En propos liminaires à sa déposition, le Commissaire de la BAC déclare : « Je souhaite avoir une pensée pour les victimes et pour les proches des victimes décédées, à qui je souhaite dire que nous avons fait le maximum que nous puissions faire et que nous sommes allés au-delà de nos capacités opérationnelles. Nous aurions voulu sauver plus de vies. Ce poids accompagne les policiers depuis. Tous les jours ». Il dit ensuite avoir une pensée pour les policiers intervenus ce soir-là, à la fois pour ceux intervenus sur la totalité des scènes de crimes, mais aussi les opérateurs radios qui ont eu à diriger les fonctionnaires de police, les opérateurs radios qui ont été souvent les premiers interlocuteurs et parfois malheureusement les derniers (des victimes appelant et décédant peu de temps après). Il a également une pensée pour ses hommes de la BAC nuit qui ont risqué leur vie pour sauver les victimes. Il est fier d’avoir été à leur tête. La seule satisfaction qu’il a eu ce soir-là, c’est de ramener ses hommes tous vivants à leur famille.

Accompagné de son chauffeur, ils ont été les premiers à intervenir. Il décrit alors une scène de chaos : des corps qui gisent à l’extérieur, un sentiment de sidération, mais l’aspect professionnel qui revient rapidement. Moins d’une minute après la descente de leur véhicule, les portes principales du Bataclan s’ouvrent d’un coup et une masse compacte d’une trentaine de personnes s’enfuient et hurlent devant eux. De ça, il dit en « garder en tête un visage et une voix » : « Le visage d’une femme, châtain clair, totalement prostrée, qui a la terreur sur son visage qui s’enfuit les larmes aux yeux ». La voix, « celle d’un homme qui nous dit « vite ! vite ! dépêchez-vous ! il y a ma femme à l’intérieur ! » ».

Tous deux, uniquement dotés de leurs armes de poing et de gilets pare-balles légers, décident d’entrer dans le Bataclan. Pour lui, la question depuis les attentats de janvier 2015 n’était pas de savoir si un autre attentat allait avoir lieu, mais quand.

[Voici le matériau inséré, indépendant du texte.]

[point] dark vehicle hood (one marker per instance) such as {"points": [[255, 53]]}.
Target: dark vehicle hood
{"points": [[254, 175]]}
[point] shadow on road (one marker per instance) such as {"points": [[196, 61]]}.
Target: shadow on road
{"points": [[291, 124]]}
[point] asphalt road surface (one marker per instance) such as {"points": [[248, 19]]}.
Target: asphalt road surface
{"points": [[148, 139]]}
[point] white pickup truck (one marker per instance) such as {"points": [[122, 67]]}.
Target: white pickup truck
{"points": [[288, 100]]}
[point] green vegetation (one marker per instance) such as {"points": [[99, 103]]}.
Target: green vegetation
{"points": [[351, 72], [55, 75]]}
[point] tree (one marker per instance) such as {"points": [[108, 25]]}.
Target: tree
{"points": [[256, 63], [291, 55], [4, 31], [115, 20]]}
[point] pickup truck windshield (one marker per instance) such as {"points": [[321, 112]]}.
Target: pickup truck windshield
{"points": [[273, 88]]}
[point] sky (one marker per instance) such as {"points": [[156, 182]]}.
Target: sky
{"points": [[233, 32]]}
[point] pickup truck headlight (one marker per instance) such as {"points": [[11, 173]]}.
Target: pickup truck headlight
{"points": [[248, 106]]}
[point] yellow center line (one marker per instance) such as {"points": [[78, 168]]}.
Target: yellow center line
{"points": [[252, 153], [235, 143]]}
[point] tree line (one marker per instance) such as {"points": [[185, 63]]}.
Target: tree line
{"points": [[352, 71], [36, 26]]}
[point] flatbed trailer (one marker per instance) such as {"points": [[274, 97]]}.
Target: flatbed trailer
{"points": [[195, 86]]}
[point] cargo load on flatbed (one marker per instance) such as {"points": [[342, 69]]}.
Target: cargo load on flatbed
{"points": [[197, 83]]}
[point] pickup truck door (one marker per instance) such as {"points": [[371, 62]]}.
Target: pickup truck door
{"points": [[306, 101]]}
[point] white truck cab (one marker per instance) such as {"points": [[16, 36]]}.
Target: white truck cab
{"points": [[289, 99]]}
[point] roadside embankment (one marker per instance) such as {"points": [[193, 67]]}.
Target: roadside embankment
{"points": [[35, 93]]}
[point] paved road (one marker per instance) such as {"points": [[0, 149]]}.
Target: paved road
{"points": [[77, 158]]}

Ils ne connaissent pas la configuration des lieux mais ils ont une certitude : il y a des terroristes à l’intérieur en train de massacrer des innocents avec des armes de guerre.
Le commissaire de la BAC décrit alors ce qu’il voit : « Aucun mot ne peut décrire ce qu’on a vu ce soir-là. Un « tapis » de corps, les gens s’étaient jetés les uns contre les autres. Des corps enchevêtrés. Parfois sur plus d’un mètre de hauteur ».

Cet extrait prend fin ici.